Take with a grain of salt that this is the perspective of a decidedly Millennial writer, but TSITP’s second season—released on July 14—reinforces something true about being a teen today. The previous generation’s coming-of-age depiction felt entertaining but not always real. The glossy, polished princesses of Pretty Little Liars and Gossip Girl tended to find themselves in situations way more outrageous than anyone, let alone a high schooler, has ever dealt with. Riverdale may be the last vestige of this era, but it’s more of a teen drama parody than anything, particularly its ’50s-set final season. Even in its heyday, the CW series was running social commentary through its ridiculous perspective; its characters presented as archetypes (The Girl Next Door, The Femme Fatale) twisted through surreal high school scenarios.
By contrast, The Summer I Turned Pretty is grounded and small.
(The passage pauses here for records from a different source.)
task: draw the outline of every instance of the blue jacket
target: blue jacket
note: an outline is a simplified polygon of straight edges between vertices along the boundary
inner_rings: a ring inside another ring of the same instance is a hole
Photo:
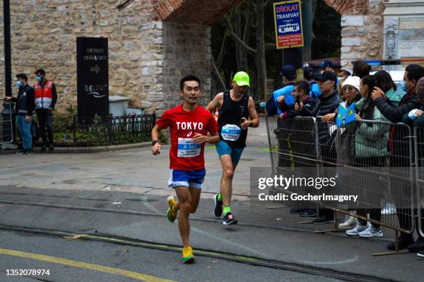
[[[294,105],[294,97],[292,95],[292,91],[294,89],[294,83],[288,83],[284,87],[279,88],[272,92],[272,97],[267,103],[267,114],[272,116],[274,114],[280,115],[283,113],[278,107],[277,99],[279,96],[285,96],[285,103],[288,105]]]

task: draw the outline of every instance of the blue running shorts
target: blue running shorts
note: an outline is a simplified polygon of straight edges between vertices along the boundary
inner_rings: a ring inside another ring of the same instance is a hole
[[[244,148],[231,148],[227,142],[222,140],[220,140],[220,142],[216,144],[216,151],[220,157],[223,155],[229,155],[231,156],[231,160],[234,164],[238,164],[244,149]]]
[[[186,186],[202,189],[202,184],[206,175],[204,168],[196,170],[171,169],[170,173],[170,177],[168,181],[168,186],[170,188]]]

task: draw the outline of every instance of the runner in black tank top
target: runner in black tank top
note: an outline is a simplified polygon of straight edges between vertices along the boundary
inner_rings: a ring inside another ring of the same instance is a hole
[[[242,118],[249,118],[249,96],[244,94],[241,99],[231,99],[229,90],[224,92],[224,100],[218,116],[220,139],[231,148],[246,147],[247,129],[242,130]]]
[[[217,217],[221,216],[224,206],[224,225],[237,223],[230,208],[233,175],[246,146],[247,128],[259,126],[255,103],[246,94],[249,87],[249,76],[240,71],[234,76],[233,89],[217,94],[206,107],[211,112],[220,108],[218,121],[220,142],[216,145],[216,150],[222,166],[222,178],[220,193],[214,197],[213,213]]]

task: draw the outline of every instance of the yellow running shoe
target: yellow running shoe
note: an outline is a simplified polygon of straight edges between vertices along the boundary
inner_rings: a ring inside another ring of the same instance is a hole
[[[190,246],[183,248],[183,263],[193,263],[195,261],[193,249]]]
[[[174,197],[172,195],[168,196],[167,200],[168,204],[169,204],[169,209],[168,209],[168,211],[166,212],[166,217],[168,218],[168,220],[170,222],[173,222],[175,221],[175,218],[177,218],[177,211],[174,211],[173,206],[174,204],[177,204],[177,201],[174,200]]]

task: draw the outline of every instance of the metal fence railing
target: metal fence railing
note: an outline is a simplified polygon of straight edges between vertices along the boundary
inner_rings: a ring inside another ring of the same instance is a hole
[[[357,195],[360,199],[348,205],[313,204],[407,233],[415,227],[414,213],[418,219],[424,215],[416,209],[424,207],[424,139],[421,136],[424,129],[364,120],[338,127],[322,122],[321,117],[281,120],[274,116],[267,116],[266,121],[274,173],[292,175],[297,168],[296,173],[301,174],[300,168],[315,167],[317,175],[337,175],[334,192]],[[299,189],[297,187],[296,192],[304,192]],[[382,215],[385,202],[396,206],[396,214]],[[422,235],[423,225],[418,220]]]
[[[68,118],[53,117],[55,143],[94,146],[150,140],[156,123],[154,114]]]
[[[4,100],[0,107],[0,145],[13,141],[12,113],[12,103]]]
[[[414,127],[414,152],[416,181],[417,230],[424,237],[424,128]]]

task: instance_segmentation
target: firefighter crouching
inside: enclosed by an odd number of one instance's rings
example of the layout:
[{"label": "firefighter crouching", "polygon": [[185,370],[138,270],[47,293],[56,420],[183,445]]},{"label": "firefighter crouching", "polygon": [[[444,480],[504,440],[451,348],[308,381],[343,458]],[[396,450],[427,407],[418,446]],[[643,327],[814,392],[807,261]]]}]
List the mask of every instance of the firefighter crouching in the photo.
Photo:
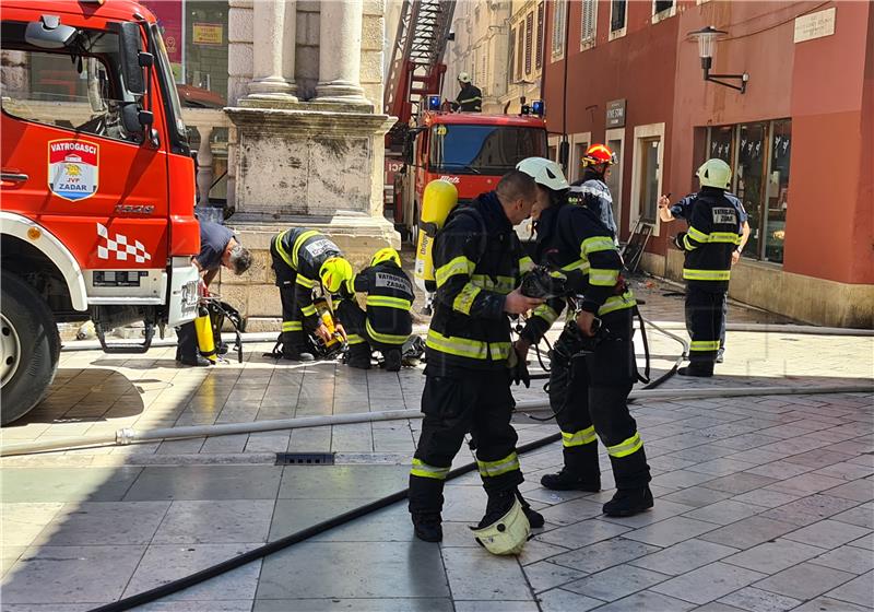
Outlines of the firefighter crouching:
[{"label": "firefighter crouching", "polygon": [[[306,334],[314,333],[324,342],[331,340],[316,311],[312,292],[321,285],[326,293],[338,293],[344,283],[352,282],[352,266],[331,239],[306,227],[275,235],[270,242],[270,256],[282,301],[282,357],[312,361]],[[336,332],[345,338],[341,325],[336,326]]]},{"label": "firefighter crouching", "polygon": [[543,302],[518,289],[532,261],[513,232],[536,197],[530,176],[510,172],[496,191],[456,208],[437,234],[437,291],[422,395],[425,416],[410,473],[410,513],[421,540],[442,539],[444,482],[469,432],[488,495],[477,540],[495,553],[516,552],[529,525],[543,526],[543,517],[528,507],[517,489],[523,479],[516,455],[518,436],[510,425],[508,361],[509,317]]},{"label": "firefighter crouching", "polygon": [[[538,262],[566,278],[566,293],[582,296],[580,309],[569,313],[555,343],[550,373],[550,404],[562,429],[565,464],[541,484],[556,491],[600,491],[601,438],[616,481],[604,514],[631,516],[652,507],[652,493],[643,443],[628,412],[628,393],[637,379],[631,340],[636,302],[621,276],[622,258],[599,216],[567,203],[568,185],[555,162],[529,157],[518,167],[529,168],[544,191],[534,211]],[[517,342],[522,358],[565,306],[564,299],[551,298],[534,311]]]},{"label": "firefighter crouching", "polygon": [[[367,311],[355,301],[367,294]],[[393,248],[380,249],[370,266],[355,274],[352,291],[341,290],[336,311],[346,328],[346,365],[370,367],[374,350],[382,353],[388,372],[401,369],[401,349],[413,333],[413,284],[401,269],[401,256]]]},{"label": "firefighter crouching", "polygon": [[732,252],[743,240],[739,209],[725,196],[731,168],[722,160],[708,160],[697,172],[701,189],[692,203],[689,228],[677,234],[676,247],[686,254],[686,321],[692,344],[689,365],[677,374],[713,376],[719,351],[725,292],[731,279]]}]

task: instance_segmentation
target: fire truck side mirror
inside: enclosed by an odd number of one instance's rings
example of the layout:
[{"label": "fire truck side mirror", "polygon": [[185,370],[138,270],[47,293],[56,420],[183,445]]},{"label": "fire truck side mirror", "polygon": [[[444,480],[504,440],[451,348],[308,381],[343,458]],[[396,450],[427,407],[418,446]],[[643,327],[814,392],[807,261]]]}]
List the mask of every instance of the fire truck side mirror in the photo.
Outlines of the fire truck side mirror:
[{"label": "fire truck side mirror", "polygon": [[[125,22],[120,26],[119,51],[121,54],[121,66],[123,67],[125,87],[133,95],[144,95],[145,76],[143,76],[143,68],[147,62],[151,66],[151,54],[141,52],[142,38],[139,24]],[[149,56],[149,58],[144,56]]]}]

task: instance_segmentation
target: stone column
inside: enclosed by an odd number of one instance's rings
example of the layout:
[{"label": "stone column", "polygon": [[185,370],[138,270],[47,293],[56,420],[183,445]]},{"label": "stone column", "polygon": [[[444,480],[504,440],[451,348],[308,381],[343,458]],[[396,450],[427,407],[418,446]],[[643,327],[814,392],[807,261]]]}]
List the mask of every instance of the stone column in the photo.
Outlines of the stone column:
[{"label": "stone column", "polygon": [[363,0],[321,0],[317,102],[369,104],[361,86]]},{"label": "stone column", "polygon": [[[292,3],[292,12],[296,8]],[[296,102],[294,96],[295,85],[288,83],[283,76],[285,56],[287,55],[286,38],[292,39],[294,49],[295,24],[287,28],[285,0],[257,0],[255,2],[253,27],[253,79],[249,83],[249,98],[277,99]],[[292,50],[294,56],[294,50]]]}]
The characters are not wrestling with an actual bear, but with teen-shaped problems like parents divorcing, moms being sick, and falling in love for the first time. The show has ditched the high-fashion, hyper-stylish mode of previous teen TV and stuck with costuming that looks pulled from The Gap’s latest summer offerings. No doubt these kids have the privilege (see: gorgeous beachfront property), but watching them doesn’t evince the sense that their lives are unattainable to the average viewer in the way that the old guard did.
Even among the new generation of TV teens, TSITP stands out for relatability. Perhaps the most popular—or at least most talked-about—Gen-Z high school series is Sam Levinson’s Euphoria starring Emmy winner Zendaya. It takes high school to the extreme. No doubt real teens deal with issues depicted in the HBO series: drug addiction, revenge porn, interpersonal violence, self-harm, and more. But Levinson’s vision of being young today is relentlessly grim and gritty, a fairly adult version of school probably meant for an adult audience. Even the second season’s most classically high school element, Lexi’s (Maude Apatow) play, had a Glee-like unreality. (Who gave Lexi the budget and the go-ahead to recreate her childhood in such a manner?)